Ein vernünftiger Mensch wird beim Radfahren daher vorausschauend fahren, um Unfälle erst gar nicht entstehen zu lassen. Aber wird nicht unbedingt einen Helm tragen, der hauptsächlich dekorative Zwecke erfüllt.

Sicherlich ist die Anschaffung eines Helmes wirtschaftlich vertretbar und das Tragen jener Kopfbedeckung zumutbar. Mit dem Wissen um die eher psychologische Schutzfunktion eines Fahrradhelmes ist es jedoch eher eine Zumutung.

Das Urteil aus dem hohen Norden basiert letztlich auf hypothetischen Erwägungen. Es kann nicht bewiesen werden, dass die Verletzungen beim Tragen eines Helmes weniger schwer gewesen wären als ohne diesen. Es kann lediglich für wahrscheinlich erachtet werden. Die Schuld an dem hier zugrundeliegenden Unfall liegt kausal betrachtet beim Unfallverursacher, einem die Autotür unachtsam öffnenden Autofahrer. Diese Schuld zu reduzieren, indem man allgemein einen mangelnden Selbstschutz der Radfahrer unterstellt, wälzt die Verantwortung für Fehlverhalten auf die Opfer ab. Das Gericht hat nicht die alleinige Schuld beim alleinigen Verursacher abgeladen, sondern ein Mitverschulden des Opfers konstruiert. Das ist der eigentliche Skandal an diesem Urteil.

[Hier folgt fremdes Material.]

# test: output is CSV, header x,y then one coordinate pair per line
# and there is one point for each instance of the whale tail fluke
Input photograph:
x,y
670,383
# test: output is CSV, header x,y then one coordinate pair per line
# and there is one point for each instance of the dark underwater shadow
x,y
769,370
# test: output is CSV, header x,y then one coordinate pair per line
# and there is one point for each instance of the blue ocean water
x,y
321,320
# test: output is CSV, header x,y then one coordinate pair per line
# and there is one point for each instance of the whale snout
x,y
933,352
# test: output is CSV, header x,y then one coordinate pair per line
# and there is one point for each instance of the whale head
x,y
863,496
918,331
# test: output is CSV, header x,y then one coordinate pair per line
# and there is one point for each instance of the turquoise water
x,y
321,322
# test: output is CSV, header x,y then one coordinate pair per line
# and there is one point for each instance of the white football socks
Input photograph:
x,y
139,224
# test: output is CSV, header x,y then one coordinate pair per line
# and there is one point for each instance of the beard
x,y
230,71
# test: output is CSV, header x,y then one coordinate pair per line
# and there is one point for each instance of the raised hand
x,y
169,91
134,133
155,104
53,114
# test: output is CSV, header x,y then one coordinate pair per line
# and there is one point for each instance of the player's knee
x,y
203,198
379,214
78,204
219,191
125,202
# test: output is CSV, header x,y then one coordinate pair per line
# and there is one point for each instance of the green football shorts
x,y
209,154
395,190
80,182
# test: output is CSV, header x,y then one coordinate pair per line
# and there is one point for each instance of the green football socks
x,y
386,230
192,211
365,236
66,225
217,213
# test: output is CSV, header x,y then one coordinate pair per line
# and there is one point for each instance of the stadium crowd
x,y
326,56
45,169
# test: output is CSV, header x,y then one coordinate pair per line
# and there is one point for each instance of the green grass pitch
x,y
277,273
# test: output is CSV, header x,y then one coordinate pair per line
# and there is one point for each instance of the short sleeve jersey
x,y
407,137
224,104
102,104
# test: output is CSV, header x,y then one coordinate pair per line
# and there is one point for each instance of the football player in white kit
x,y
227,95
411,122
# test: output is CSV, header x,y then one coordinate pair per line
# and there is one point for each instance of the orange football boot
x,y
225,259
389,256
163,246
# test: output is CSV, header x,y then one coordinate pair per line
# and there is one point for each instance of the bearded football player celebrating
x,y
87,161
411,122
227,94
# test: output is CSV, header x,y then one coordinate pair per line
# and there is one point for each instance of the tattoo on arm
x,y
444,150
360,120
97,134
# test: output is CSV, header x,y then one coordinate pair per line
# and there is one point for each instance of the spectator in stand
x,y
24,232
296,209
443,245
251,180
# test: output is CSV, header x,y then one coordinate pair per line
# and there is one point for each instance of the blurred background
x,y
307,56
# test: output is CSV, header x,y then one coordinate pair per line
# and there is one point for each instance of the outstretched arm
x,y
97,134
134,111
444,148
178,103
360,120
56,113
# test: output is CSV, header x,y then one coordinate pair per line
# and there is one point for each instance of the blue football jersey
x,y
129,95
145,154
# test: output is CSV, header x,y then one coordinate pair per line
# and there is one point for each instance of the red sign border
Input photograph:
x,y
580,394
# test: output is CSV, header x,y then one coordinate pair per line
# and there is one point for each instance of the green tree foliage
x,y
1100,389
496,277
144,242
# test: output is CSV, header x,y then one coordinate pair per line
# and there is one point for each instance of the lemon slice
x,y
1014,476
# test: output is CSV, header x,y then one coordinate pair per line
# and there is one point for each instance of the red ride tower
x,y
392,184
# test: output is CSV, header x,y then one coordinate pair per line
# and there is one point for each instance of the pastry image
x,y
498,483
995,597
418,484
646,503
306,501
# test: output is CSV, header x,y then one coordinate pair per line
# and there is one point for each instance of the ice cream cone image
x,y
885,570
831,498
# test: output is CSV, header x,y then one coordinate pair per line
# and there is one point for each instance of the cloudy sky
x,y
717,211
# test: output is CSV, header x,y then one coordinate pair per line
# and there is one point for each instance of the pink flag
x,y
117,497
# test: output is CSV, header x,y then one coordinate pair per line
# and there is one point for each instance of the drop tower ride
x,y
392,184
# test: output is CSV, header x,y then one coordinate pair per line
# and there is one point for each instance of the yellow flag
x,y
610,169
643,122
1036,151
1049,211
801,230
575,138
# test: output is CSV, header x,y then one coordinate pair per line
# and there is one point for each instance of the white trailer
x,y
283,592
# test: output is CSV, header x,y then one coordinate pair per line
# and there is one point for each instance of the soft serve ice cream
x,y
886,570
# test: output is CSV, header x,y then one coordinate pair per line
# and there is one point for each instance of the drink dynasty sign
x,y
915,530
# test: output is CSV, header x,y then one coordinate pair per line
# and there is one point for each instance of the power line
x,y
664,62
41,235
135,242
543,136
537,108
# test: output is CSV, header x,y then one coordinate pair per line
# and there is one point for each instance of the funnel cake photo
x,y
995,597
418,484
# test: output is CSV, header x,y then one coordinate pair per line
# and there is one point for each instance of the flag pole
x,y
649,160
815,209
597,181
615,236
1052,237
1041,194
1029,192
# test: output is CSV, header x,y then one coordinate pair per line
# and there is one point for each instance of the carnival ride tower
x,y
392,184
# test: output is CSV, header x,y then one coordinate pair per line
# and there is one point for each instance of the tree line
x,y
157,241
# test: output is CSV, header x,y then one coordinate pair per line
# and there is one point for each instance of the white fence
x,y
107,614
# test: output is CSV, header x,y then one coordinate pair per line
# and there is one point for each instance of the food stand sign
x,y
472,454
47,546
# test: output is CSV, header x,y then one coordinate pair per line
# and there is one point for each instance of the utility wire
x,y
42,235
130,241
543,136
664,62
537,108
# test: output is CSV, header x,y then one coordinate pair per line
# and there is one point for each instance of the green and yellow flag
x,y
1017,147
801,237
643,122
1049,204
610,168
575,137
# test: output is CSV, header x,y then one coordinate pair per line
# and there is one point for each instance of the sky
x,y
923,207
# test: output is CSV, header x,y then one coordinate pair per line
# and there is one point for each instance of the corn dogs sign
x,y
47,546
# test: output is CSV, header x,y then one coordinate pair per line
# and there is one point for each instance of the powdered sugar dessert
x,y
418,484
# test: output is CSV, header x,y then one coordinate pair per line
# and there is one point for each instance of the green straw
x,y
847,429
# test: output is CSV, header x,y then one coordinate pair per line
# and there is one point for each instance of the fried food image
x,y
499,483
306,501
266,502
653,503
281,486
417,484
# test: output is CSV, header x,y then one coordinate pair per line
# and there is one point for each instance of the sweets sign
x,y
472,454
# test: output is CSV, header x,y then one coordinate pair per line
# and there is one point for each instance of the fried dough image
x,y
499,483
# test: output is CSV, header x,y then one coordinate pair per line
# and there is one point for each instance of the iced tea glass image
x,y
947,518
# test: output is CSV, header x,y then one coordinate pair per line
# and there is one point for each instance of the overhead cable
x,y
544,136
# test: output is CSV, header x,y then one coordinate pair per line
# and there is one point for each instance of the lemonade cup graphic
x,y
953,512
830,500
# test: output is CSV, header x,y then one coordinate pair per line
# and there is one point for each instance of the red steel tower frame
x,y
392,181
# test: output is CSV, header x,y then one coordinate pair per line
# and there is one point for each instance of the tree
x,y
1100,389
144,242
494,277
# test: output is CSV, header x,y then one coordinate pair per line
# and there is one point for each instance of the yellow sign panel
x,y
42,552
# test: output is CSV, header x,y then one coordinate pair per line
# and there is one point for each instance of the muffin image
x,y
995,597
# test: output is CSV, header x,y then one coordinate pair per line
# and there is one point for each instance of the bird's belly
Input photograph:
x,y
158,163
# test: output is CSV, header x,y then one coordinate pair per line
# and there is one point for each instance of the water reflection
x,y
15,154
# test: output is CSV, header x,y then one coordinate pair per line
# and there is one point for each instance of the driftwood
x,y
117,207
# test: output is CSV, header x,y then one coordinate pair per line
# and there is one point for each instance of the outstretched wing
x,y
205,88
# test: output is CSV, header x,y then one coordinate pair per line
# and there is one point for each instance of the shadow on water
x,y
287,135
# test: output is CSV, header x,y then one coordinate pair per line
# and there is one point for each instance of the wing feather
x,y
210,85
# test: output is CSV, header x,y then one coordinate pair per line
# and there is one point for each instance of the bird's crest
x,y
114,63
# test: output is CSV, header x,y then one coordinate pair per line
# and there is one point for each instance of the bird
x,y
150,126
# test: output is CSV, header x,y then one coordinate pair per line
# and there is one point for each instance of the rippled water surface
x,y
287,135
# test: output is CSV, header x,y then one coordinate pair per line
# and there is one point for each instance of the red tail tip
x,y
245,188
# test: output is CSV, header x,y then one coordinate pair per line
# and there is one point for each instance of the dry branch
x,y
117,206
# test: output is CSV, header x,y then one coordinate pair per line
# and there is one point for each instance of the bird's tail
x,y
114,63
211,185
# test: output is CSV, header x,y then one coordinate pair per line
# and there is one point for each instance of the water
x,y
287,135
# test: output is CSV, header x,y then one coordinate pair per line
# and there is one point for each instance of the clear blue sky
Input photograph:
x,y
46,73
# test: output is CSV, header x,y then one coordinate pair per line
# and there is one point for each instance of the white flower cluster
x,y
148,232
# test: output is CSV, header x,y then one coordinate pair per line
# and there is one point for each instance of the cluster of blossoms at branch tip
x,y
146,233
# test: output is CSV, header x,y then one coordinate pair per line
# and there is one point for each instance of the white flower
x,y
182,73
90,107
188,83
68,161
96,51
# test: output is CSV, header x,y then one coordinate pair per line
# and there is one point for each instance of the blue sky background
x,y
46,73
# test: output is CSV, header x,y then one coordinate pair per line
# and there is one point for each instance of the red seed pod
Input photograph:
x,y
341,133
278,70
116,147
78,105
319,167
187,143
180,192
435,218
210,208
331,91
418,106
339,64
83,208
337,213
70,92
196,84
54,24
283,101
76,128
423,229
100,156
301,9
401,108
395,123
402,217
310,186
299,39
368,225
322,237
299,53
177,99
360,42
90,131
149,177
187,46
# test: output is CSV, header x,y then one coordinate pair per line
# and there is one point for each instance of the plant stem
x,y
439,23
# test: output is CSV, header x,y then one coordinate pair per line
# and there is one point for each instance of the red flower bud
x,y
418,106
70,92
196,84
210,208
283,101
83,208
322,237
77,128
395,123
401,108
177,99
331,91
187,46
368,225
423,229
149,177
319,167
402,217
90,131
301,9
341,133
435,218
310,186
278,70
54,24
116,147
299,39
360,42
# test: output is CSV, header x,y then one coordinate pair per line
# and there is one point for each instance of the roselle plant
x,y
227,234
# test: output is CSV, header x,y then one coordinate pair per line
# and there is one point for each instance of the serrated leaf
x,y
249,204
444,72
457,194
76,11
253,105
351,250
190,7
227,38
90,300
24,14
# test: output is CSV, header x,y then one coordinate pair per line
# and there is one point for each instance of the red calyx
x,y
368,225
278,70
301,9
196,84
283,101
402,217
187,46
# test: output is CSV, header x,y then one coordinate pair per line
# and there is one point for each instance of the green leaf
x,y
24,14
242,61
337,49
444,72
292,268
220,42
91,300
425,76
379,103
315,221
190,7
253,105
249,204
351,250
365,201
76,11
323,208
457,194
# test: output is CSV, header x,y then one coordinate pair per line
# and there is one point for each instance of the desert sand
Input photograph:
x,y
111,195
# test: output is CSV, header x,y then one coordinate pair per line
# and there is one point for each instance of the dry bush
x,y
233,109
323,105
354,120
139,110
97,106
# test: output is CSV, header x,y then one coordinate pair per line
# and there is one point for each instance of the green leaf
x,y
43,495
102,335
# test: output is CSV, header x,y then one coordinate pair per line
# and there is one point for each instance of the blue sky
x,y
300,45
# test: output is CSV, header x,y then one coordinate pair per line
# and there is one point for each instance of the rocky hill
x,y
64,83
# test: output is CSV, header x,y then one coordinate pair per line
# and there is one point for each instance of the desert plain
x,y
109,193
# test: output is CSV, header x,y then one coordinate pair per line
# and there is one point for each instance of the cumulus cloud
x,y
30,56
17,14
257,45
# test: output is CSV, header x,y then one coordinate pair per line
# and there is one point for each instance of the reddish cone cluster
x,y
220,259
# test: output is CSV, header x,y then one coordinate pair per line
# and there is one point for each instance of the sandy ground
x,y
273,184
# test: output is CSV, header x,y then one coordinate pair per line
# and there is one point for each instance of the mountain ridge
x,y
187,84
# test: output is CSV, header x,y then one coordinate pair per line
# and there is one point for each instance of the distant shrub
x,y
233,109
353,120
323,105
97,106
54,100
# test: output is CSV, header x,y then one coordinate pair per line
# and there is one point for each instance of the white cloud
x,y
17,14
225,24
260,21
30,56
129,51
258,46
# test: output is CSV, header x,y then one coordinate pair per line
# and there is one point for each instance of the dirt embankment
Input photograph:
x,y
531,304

Es wäre in der Tat die Einführung der Helmpflicht durch die Hintertür, sollte diese Rechtsauffassung Bestand haben. Ein Fahrradhelm wäre dann zwar nicht vorgeschrieben, aber sobald etwas passiert, wäre der Radfahrer mit schuld, wenn er sich eine Kopfverletzung zuzieht. Das ist nicht nur verkehrspolitisch bedenklich, es relativiert die Pflicht zum verantwortungsvollen Handeln im Straßenverkehr. Böse formuliert: Wenn die Radfahrer erstmal (scheinbar) besser geschützt sind, ist rabiateres Fahren wieder gefahrloser möglich. Statt Rücksichtnahme für schwächere Verkehrsteilnehmer zu zementieren, dem stetig steigenden Radverkehr Rechnung zu tragen, wird Rücksichtslosigkeit relativiert.